0/1 Knapsack Problem

We have seen the problem of a thief in the earlier posts, Fractional Knapsack problem. If you haven’t, check it out now. From the fractional Knapsack problem, we are aware that things can be partitioned and taken according to the profit. But from the heading itself one can understand that in the 0/1 Knapsack problem, we cannot divide things. Then how we can achieve our solution. Let’s dive into the details.

Suppose the sets of profit and weight are respectively as follows: P={1,2,5,6} and W= {2,3,4,5}. Let us tabulate our procedure and understand along the way. Here the number of objects are 4 and the capacity of the knapsack is 8. n=4; wt=8

Table: 0/1 Knapsack Problem.

Legend:

Say, the name of the Table is V and V[i,w] used to represent the elements in the table. For example, V[1,2] = 1. Here, i indicates the row and w indicates the column.

The weight increases following w horizontally →.

Pi and wi are the corresponding profits and weights of the objects.

“i” is for the number of objects along the rows. If i=3, it shows that it is object 3.

We shall fill the profits in the cells with respect to weights w. It will be clear when solving.

Procedure to solve:

The initial row is set to zero as we haven’t filled anything into the sack. The count starts when i=1.

In the first row (i=1), the weight of the object is 2, and the profit is 1. So, we fill “1” i.e. profit, where weight is 2 (w=2) in the table (V[1,2]). Since we don’t have any objects earlier to put into the sack, we fill all 1s (profit of current object) in the remaining cells of the table.

In the second row (i=2), the weight of the object is 3, and the profit is 2. So, we fill “2” i.e. profit, where weight is 3 (w=3) in the table (V[2,3]. The earlier values remain the same for w=0, 1, and 2. Now, we have an object in the sack already i.e. i=1. We have to now fill the combined weight of the two i.e. 3+2 = 5. The profit for the combination is 3. So, we fill the profit in the column where w=5 (since the combined weight is 5) (V[2,5]). What about the remaining columns? Since the maximum profit achieved is 3 for a weight of 5, obviously for w=6, 7, and 8 also we will have a profit of 3 only. Why because we don’t have any other objects to put in our sack till now.

Things will get a little complicated.
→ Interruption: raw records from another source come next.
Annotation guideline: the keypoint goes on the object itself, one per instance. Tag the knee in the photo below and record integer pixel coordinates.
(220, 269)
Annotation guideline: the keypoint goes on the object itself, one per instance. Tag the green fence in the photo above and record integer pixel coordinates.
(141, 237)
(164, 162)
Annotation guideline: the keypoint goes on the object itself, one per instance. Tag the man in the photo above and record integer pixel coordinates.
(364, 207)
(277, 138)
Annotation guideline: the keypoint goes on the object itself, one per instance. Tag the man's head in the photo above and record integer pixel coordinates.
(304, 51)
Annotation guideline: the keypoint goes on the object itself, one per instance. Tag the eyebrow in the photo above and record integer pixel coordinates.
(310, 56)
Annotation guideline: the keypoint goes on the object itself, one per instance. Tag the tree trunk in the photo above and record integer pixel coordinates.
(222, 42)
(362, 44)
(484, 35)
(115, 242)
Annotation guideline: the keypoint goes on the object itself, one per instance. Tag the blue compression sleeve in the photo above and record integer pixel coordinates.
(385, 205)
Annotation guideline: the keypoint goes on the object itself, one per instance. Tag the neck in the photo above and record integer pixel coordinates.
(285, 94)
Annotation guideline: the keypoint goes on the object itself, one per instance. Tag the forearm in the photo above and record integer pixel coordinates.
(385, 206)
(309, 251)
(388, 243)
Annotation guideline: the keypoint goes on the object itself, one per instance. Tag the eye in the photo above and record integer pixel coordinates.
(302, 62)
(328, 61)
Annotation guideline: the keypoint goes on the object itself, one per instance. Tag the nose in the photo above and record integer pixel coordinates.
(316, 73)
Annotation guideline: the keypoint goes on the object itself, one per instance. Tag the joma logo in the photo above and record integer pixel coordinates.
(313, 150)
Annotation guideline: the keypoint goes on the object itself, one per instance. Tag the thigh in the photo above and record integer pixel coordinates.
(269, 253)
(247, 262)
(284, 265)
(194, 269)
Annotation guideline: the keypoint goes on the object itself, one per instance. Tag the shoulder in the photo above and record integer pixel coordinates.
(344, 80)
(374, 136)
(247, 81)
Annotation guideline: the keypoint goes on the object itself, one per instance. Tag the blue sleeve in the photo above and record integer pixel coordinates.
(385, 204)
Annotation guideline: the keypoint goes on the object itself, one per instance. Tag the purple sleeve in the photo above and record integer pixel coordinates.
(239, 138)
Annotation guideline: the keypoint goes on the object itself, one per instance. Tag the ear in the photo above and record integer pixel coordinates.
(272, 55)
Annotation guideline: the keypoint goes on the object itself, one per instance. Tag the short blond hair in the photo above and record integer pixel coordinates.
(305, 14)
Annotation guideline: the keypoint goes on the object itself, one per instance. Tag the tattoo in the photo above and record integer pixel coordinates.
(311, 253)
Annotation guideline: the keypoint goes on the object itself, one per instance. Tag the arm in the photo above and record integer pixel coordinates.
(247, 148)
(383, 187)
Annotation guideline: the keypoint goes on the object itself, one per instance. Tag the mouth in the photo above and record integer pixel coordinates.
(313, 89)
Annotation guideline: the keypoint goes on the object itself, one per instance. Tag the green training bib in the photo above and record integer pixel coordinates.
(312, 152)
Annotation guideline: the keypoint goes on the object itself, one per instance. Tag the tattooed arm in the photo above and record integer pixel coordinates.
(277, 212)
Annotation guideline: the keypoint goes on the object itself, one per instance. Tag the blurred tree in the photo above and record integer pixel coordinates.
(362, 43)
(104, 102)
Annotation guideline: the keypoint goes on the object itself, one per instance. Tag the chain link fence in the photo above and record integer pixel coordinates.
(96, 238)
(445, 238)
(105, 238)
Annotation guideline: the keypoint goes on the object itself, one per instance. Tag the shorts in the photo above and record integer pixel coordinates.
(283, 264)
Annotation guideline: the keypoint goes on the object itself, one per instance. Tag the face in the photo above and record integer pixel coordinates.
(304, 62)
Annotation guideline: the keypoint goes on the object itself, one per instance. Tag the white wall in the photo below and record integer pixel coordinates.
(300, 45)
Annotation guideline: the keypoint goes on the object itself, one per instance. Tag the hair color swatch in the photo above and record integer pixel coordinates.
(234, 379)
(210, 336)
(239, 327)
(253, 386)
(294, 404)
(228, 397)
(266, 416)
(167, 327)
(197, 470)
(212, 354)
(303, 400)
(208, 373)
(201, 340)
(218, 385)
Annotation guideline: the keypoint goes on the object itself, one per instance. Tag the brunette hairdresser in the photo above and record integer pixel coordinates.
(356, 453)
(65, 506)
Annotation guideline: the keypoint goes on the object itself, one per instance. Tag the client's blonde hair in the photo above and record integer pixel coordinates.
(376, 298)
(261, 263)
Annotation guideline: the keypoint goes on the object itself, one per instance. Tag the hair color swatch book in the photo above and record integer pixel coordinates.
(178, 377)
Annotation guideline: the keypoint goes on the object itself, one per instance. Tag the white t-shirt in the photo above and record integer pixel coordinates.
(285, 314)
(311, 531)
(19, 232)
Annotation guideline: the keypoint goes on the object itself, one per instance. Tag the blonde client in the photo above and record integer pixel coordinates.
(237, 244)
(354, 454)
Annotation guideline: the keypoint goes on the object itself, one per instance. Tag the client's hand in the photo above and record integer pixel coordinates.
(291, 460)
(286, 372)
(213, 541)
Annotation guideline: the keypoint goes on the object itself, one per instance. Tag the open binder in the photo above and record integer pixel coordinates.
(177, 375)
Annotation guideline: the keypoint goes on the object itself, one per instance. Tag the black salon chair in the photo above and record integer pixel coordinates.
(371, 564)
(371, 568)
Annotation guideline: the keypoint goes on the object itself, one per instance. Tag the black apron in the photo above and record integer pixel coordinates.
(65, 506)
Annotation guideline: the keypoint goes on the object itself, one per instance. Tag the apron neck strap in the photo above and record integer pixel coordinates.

Notice carefully.

In the third row (i=3), the weight of the object is 4 and the profit is 5. So, we fill “5” where w=4 in the table (V[3,4]). Now, how many objects do we have in our sack earlier? Two. Let’s look at the possibilities. 

We have a weight of 4 at i=3. The profit is 5. There can be combinations of objects now.

If we take all three objects (i=1, 2, and 3), the overall weight would be 9 and the profit is 8. Do we have a capacity of 9 in our Knapsack? No, the maximum capacity of our knapsack is 8. What do we do now?

The combination of i=1 and i=3 yields a profit of 6 and weight sums up to 6. Fill the profit in the table where w=6 i.e. V[3,6]. Why in this row? Because we are taking with the combination of the third object (i=3).

The combination of i=2 and i=3 yields a profit of 7 and weight sums up to 7. Fill the profit in the table where w=7 i.e. V[3,7]

What is the maximum profit we achieved till now? 7 for a weight of 7. So, for a weight of 8 also the profit remains the same i.e. 7. Hence, V[3,8]=7.

For the fourth row, i=4:

w=5 and the profit P=6. So, V[4,5]=6.

For combinations of:

i= 4, 3, 2, and 1; w=14 →not acceptable.

i=4,3 and 2; w=12 →not acceptable.

If the process continues, the only combinations which are valid come out to be:

i=4 and 1; w=7 and the profit is 7. So, V[4,7]=7

i=4 and 2; w=8 and the profit is 8. So, V[4,8]=8.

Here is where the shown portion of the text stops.